In a laboratory plant which essentially corresponds to the figure, vinyl chloride and trichlorosilane are converted to vinyltrichlorosilane in the throughput amounts given in Table 1. The reactor 1 consists of a tube made of stainless steel 1.4571 of 30 cm length with 16 mm inner diameter and 2.6 mm wall thickness. The reactor 1 is electrically heated from the outside. A diffuser-like gas inlet connection in the lower part of the reactor 1 (not shown) ensures, with sufficient material throughput, that the starting materials vinyl chloride 5 and trichlorosilane 6 are thoroughly mixed before they enter the fluidized bed 2 through the stainless steel network 4 . The amounts of nitrogen 7 given in Table 1 are introduced into the reactor 1 together with the trichlorosilane 6 . The gas introducing nozzle is cooled with air to ensure that the starting materials are heated to reaction temperatures only after the entry into the fluidized bed and to clogging of the stainless steel net 4 submissions.

Silicon carbide with grain sizes of 400 to 500 µm or 500 to 630 µm is used as the fluidized material. The mean grain diameters are 450 and 565 µm, respectively. The stainless steel net 4 has a mesh size of 300 microns. The height of the resting fluidized bed layer is 4 or 8 cm, as indicated in Table 1. The gaseous crude product in line 13 is cooled with air so that it is cooled quickly and subsequent reactions are suppressed.

In the experiments, the throughput of the starting materials, the ratio from nitrogen to raw materials, the temperature, the layer height of the dormant vertebral material and the grain fraction varies, as from Table 1 evident. The composition of the production flows was determined by determined by gas chromatography analysis. The achieved degrees of sales and Selectivities are summarized in Table 2.

The terms used in the tables and in the figure have the following meanings:
d _p mean grain diameter
H ° layer height of the resting fluidized material
VC vinyl chloride
TCS trichlorosilane
N ₂ nitrogen
VTC vinyl trichlorosilane
TET tetrachlorosilane
UK1 unknown component 1
UK2 unknown component 2
ETCS ethyl trichlorosilane
HS high boiler
LS low boiler

Table 2

Example 2

Vinyl trichlorosilane is produced on an industrial scale in a fluidized bed reactor performed with a diameter of 0.60 m. The amount of dormant Eddy material is 0.30 m.

The reactor is charged with VC and TCS in a weight ratio of 1: 3.5. The temperature is 700 ° C, the pressure 1 bar, the gas Empty pipe speed 0.74 m / s and the height of the expanded Fluidized bed approx. 2 m. The grain size limit lies under these conditions the fluidized material for discharge at 120 µm, that for loosening to the fluidized bed at 400 µm.  

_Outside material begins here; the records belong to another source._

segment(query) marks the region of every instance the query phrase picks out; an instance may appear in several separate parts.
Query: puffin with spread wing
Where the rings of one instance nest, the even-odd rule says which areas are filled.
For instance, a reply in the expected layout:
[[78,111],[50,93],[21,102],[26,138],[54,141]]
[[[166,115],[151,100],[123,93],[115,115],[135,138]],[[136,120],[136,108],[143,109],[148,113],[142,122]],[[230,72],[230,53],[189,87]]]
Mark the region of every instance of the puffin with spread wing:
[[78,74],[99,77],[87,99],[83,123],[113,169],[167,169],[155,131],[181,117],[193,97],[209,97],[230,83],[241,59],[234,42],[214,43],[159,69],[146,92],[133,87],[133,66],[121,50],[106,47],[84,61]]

With a conversion of 50% and a selectivity for VTC of 80%, based on VC, the capacity of the reactor is 155 t VTC / month.

Claims (8)

1. A process for the preparation of vinyl trichlorosilane by reacting vinyl chloride and trichlorosilane at elevated temperature, characterized in that the reaction is carried out at 400 to 850 ° C in a fluidized bed. 2. The method according to claim 1, characterized, that the reaction is carried out at 550 to 800 ° C. 3. The method according to claim 1 or 2, characterized, that the fluidized bed of the fluidized bed has a grain size distribution in Has a range of 80 to 800 microns. 4. The method according to claim 3, characterized, that the eddy consists of silicon carbide. 5. The method according to any one of claims 1 to 4 characterized, that the weight ratio of vinyl chloride to trichlorosilane from 1: 2 to Is 1: 4. 6. The method according to any one of claims 1 to 5, characterized, that to promote fluidization of the vertebral material in addition to the gaseous starting materials an inert gas in the fluidized bed is initiated.   7. The method according to any one of claims 1 to 6, characterized, that the mean residence time in the fluidized bed 0.1 to 0.2 seconds is. 8. The method according to any one of claims 1 to 7 characterized, that the implementation in a cascade Fluidized beds is carried out.